La décennie perdue du Moyen-Orient

BERLIN – Depuis le 11 septembre, les USA ont mené trois guerres : contre Al Quaïda, en Afghanistan et en Irak. Les deux premières leurs ont été imposées, mais la troisième résulte d'une décision délibérée du président George W. Bush, prise pour des raisons idéologiques et aussi très probablement personnelles.

Si Bush, son vice-président Dick Cheney, et son secrétaire à la défense Donald Rumsfeld et leurs alliés néo-conservateurs avaient clairement dit quelle était leur intention - renverser Saddam Hussein par une guerre et parvenir de cette manière à un Moyen-Orient pro-occidental - ils n'auraient pas obtenu le soutien du Congrès et de l'opinion publique américaine.
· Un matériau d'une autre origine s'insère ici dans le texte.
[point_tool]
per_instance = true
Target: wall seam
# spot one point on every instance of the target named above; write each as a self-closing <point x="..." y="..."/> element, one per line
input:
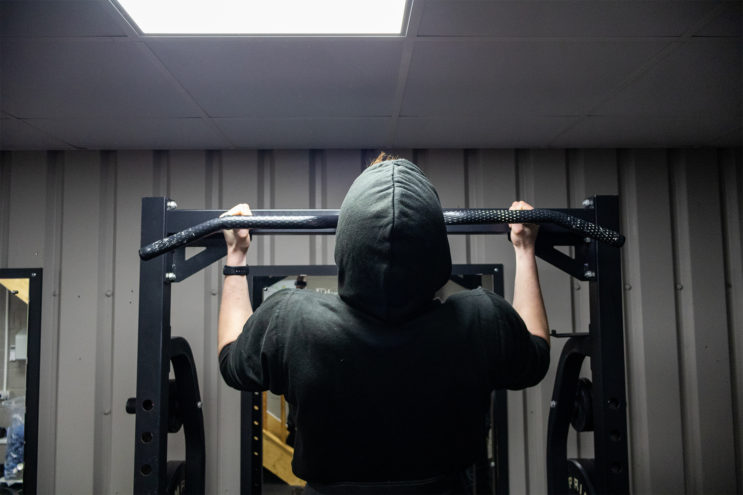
<point x="53" y="258"/>
<point x="671" y="158"/>
<point x="723" y="184"/>
<point x="5" y="178"/>
<point x="104" y="341"/>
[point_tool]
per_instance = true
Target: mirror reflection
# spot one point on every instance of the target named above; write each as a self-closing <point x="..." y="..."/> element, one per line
<point x="14" y="303"/>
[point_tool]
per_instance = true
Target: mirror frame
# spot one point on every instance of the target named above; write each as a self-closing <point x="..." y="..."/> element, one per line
<point x="31" y="425"/>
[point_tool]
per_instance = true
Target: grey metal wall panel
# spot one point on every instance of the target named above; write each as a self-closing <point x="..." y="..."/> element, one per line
<point x="653" y="389"/>
<point x="709" y="454"/>
<point x="78" y="322"/>
<point x="675" y="439"/>
<point x="134" y="180"/>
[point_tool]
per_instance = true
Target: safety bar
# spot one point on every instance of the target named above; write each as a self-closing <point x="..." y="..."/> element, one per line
<point x="454" y="216"/>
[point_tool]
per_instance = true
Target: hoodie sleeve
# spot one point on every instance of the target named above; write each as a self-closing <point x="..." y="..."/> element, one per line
<point x="253" y="361"/>
<point x="517" y="359"/>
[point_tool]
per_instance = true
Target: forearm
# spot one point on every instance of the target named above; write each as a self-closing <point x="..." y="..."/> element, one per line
<point x="527" y="294"/>
<point x="235" y="308"/>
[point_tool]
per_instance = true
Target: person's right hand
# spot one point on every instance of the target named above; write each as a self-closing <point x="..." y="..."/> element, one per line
<point x="523" y="235"/>
<point x="238" y="240"/>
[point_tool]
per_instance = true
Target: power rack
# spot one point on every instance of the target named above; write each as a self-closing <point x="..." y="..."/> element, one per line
<point x="599" y="404"/>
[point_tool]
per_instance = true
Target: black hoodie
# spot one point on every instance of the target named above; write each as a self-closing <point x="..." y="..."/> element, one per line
<point x="386" y="383"/>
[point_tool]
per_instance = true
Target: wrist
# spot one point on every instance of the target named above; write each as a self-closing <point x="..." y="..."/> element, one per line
<point x="524" y="251"/>
<point x="237" y="258"/>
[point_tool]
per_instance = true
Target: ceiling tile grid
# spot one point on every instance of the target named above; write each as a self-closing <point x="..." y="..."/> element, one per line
<point x="285" y="77"/>
<point x="471" y="73"/>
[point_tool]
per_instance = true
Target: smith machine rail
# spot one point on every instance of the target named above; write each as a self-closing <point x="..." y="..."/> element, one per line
<point x="162" y="406"/>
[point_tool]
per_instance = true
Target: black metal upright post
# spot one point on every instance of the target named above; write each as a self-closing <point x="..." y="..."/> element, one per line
<point x="607" y="358"/>
<point x="153" y="360"/>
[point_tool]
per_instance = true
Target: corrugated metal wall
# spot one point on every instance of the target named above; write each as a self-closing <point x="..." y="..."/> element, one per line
<point x="77" y="215"/>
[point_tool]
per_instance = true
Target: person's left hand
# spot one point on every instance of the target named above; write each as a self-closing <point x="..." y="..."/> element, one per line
<point x="238" y="240"/>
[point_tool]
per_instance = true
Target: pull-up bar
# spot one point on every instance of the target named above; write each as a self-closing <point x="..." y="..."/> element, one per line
<point x="476" y="216"/>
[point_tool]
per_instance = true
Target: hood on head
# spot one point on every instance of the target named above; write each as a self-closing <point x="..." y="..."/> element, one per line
<point x="391" y="246"/>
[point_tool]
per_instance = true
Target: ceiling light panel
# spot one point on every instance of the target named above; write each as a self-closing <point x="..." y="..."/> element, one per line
<point x="266" y="17"/>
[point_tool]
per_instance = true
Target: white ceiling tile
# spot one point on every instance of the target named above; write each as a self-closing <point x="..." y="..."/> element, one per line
<point x="530" y="77"/>
<point x="18" y="135"/>
<point x="494" y="131"/>
<point x="702" y="77"/>
<point x="46" y="19"/>
<point x="560" y="19"/>
<point x="134" y="133"/>
<point x="306" y="133"/>
<point x="649" y="131"/>
<point x="54" y="78"/>
<point x="286" y="77"/>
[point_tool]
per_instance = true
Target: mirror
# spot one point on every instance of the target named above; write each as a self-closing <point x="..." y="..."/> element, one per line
<point x="20" y="319"/>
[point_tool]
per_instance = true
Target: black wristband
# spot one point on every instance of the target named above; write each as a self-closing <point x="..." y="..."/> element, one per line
<point x="235" y="270"/>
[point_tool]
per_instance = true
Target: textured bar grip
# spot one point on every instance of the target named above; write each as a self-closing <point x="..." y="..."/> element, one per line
<point x="310" y="222"/>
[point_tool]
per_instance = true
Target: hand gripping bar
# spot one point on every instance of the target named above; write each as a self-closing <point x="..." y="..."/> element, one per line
<point x="471" y="216"/>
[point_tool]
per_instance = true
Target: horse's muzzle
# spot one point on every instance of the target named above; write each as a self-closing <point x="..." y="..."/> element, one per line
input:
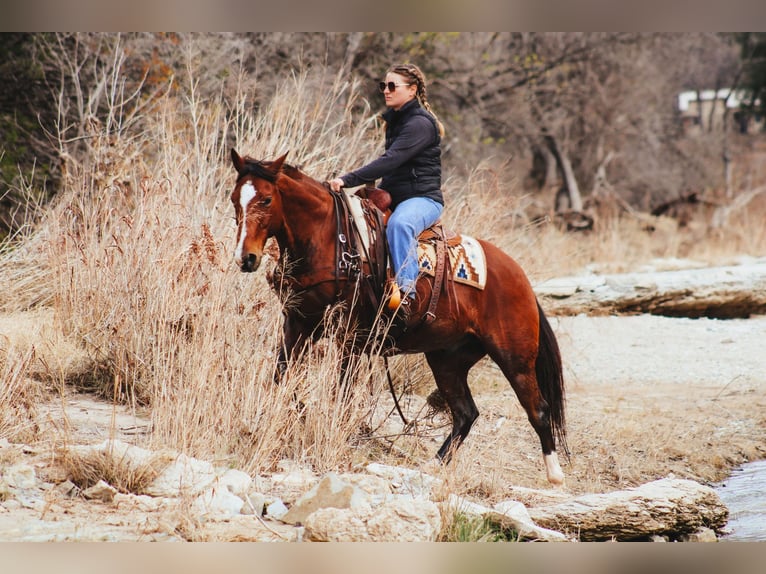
<point x="250" y="263"/>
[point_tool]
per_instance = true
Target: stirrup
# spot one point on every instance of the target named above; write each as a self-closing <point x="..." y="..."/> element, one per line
<point x="394" y="296"/>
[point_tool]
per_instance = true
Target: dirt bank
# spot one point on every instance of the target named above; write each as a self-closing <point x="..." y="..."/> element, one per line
<point x="648" y="397"/>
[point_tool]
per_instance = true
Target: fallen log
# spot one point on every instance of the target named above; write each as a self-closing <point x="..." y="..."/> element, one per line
<point x="735" y="291"/>
<point x="667" y="507"/>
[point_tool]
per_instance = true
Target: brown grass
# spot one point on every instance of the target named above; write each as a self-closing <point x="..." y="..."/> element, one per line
<point x="135" y="263"/>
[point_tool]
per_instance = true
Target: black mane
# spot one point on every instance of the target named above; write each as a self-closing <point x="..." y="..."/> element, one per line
<point x="258" y="169"/>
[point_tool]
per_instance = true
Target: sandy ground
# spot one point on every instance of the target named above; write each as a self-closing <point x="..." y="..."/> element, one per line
<point x="648" y="397"/>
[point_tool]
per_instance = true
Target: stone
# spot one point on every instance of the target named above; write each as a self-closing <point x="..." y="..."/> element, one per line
<point x="335" y="525"/>
<point x="100" y="491"/>
<point x="183" y="475"/>
<point x="702" y="535"/>
<point x="255" y="502"/>
<point x="276" y="510"/>
<point x="19" y="476"/>
<point x="330" y="491"/>
<point x="405" y="520"/>
<point x="236" y="481"/>
<point x="218" y="503"/>
<point x="406" y="481"/>
<point x="290" y="484"/>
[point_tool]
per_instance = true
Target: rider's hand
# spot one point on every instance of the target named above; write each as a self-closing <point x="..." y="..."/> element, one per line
<point x="336" y="184"/>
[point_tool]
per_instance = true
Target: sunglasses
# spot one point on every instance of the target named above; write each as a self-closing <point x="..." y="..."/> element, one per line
<point x="390" y="85"/>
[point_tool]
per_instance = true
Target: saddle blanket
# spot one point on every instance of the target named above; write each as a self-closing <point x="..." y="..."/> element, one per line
<point x="467" y="261"/>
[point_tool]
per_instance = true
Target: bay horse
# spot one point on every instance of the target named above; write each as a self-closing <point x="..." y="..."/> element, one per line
<point x="504" y="320"/>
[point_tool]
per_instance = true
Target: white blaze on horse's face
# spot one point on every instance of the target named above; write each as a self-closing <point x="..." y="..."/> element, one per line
<point x="246" y="194"/>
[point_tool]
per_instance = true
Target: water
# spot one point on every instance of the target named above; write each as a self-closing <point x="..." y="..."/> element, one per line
<point x="744" y="492"/>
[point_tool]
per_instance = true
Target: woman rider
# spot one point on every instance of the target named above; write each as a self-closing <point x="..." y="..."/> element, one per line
<point x="410" y="169"/>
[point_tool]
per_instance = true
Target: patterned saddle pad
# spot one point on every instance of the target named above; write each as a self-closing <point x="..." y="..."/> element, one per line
<point x="467" y="261"/>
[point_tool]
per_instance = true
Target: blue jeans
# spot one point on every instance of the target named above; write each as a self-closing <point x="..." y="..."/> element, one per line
<point x="410" y="218"/>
Leur vision tenait de la naïveté et de l'inconscience.

Il leur fallait donc créer une menace : ce fut les armes de destruction massives irakiennes. Ainsi  que nous le savons, il s'agissait de mensonges (par exemple des tubes d'aluminium que l'on a fait passer pour des armes nucléaires, de soi-disant rencontres à Prague entre le chef des comploteurs du 11 septembre, Mohamed Atta et des responsables irakiens, et même des inventions évidentes comme l'achat d'uranium par l'Irak au Niger).